It is also two cars in one.

In softer, sedate hands, it tools around town, breathing gently in its first four gears. It’s light on the clutch, easy to shift; the steering is powered and well-balanced, and only tiptoes are needed for braking. It’s a pet pony.

Then cuff its ears. Pour on the Chianti. Force the pace, order this car around, let it know who’s the boss. Then it becomes a bronc; spirited, vital and very, very quick.

It stirred our child within on Interstate 5, a safe distance north of Del Mar. A Mustang came sniffing. A little too close.

So we indulged, slapping the shifter from 6th to 4th.

In the space of that thought, the Maranello was in full song and surging in quiet rage. Thousands of precision pieces performing one concert, one purpose.
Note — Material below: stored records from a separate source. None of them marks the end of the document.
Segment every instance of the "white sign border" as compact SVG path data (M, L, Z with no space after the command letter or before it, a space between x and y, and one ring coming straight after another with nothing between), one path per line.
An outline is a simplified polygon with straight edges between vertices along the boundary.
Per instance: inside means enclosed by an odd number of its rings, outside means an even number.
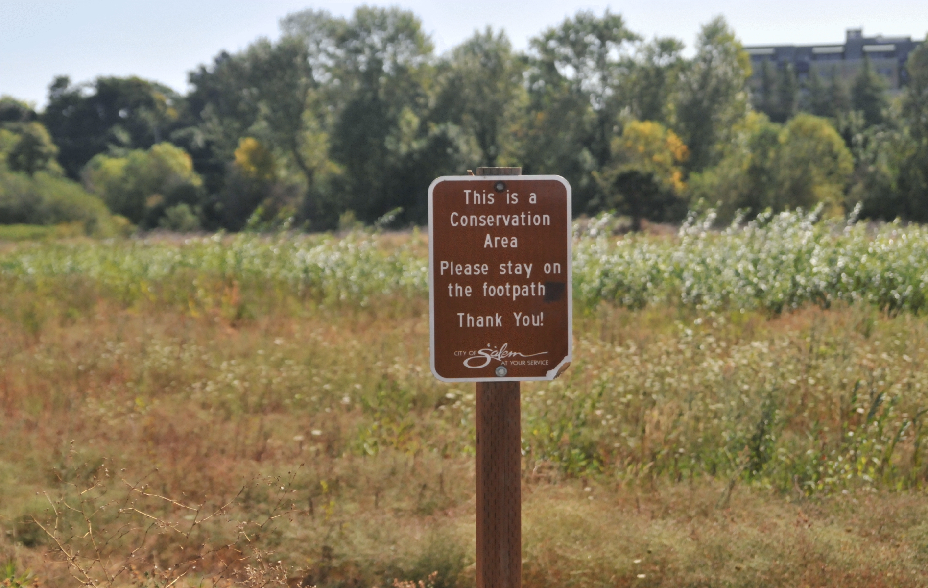
M442 182L448 181L498 181L504 182L522 180L553 179L563 184L567 190L567 356L553 369L548 370L544 376L536 377L494 377L494 378L445 378L435 371L435 253L432 248L435 242L434 223L432 222L432 199L435 189ZM574 358L574 216L571 212L571 185L561 176L442 176L436 177L429 186L429 356L432 374L442 382L550 382L570 365Z

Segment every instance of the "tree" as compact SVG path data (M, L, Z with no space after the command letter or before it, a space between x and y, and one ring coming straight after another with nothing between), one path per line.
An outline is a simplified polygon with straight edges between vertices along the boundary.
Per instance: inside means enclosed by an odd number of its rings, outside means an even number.
M507 127L512 107L524 102L523 71L506 33L490 27L475 32L440 64L430 119L454 123L473 137L480 150L475 165L496 167L509 149Z
M754 109L764 112L767 116L776 110L776 97L774 95L777 87L777 79L770 62L764 59L760 66L760 91L754 95Z
M748 55L725 19L703 25L677 108L676 130L690 148L690 171L705 169L724 155L731 130L748 112L750 75Z
M173 206L198 204L202 185L190 156L170 143L134 150L124 157L97 155L84 170L84 182L110 210L144 229L157 227Z
M6 154L9 169L28 176L39 171L61 171L55 161L58 148L45 126L39 123L23 123L12 128L19 137Z
M423 124L432 42L412 12L395 7L362 7L328 30L326 71L337 81L329 154L343 171L333 188L343 195L339 204L367 222L397 207L421 220L433 156L448 149L445 130Z
M828 120L801 113L784 125L752 114L736 129L734 145L717 166L690 181L691 196L717 202L722 219L738 209L808 210L821 203L828 214L843 210L854 160Z
M520 158L526 171L560 173L584 210L599 190L591 172L610 159L610 141L625 106L620 86L638 37L620 15L578 12L532 39L529 106ZM557 137L552 140L552 137Z
M612 160L597 179L606 196L595 204L632 217L632 230L641 220L671 220L681 216L685 189L681 164L689 150L680 138L652 121L631 121L612 142Z
M628 95L632 114L639 121L667 124L673 119L674 99L684 67L683 42L659 37L645 43L638 51L629 80L619 91Z
M825 119L798 114L783 128L780 142L779 189L771 208L808 210L822 203L832 214L841 212L854 158L834 127Z
M69 176L97 153L148 149L167 140L177 123L180 97L171 88L138 77L99 77L72 85L55 78L41 122L59 149Z
M922 43L906 63L909 84L902 98L902 115L914 137L928 147L928 44Z
M851 86L851 106L863 112L867 126L883 122L886 108L886 82L870 64L870 58L864 58L863 67L854 78Z
M0 96L0 126L10 123L30 123L36 117L33 105L11 96Z
M853 202L872 218L928 222L928 47L909 56L901 111L870 130L857 165Z

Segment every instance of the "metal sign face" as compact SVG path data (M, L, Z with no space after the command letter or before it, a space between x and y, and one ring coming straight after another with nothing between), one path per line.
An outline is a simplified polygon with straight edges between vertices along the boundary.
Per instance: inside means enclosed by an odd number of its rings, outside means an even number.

While the radio thundered out something appropriate: “Wrath of the Gods” by Rossini.

An Italian car, Italian music, Italian fire in the hole.

That’s why somebody would pay $222,000 for a car.

(BEGIN TEXT OF INFOBOX / INFOGRAPHIC)

1997 Ferrari 550 Maranello

The Good: Ferocious power, but more peaceful looking. Heritage still shows, but quirks of shifting and road-holding have been civilized. Impeccable around town, flawless when roaring between towns.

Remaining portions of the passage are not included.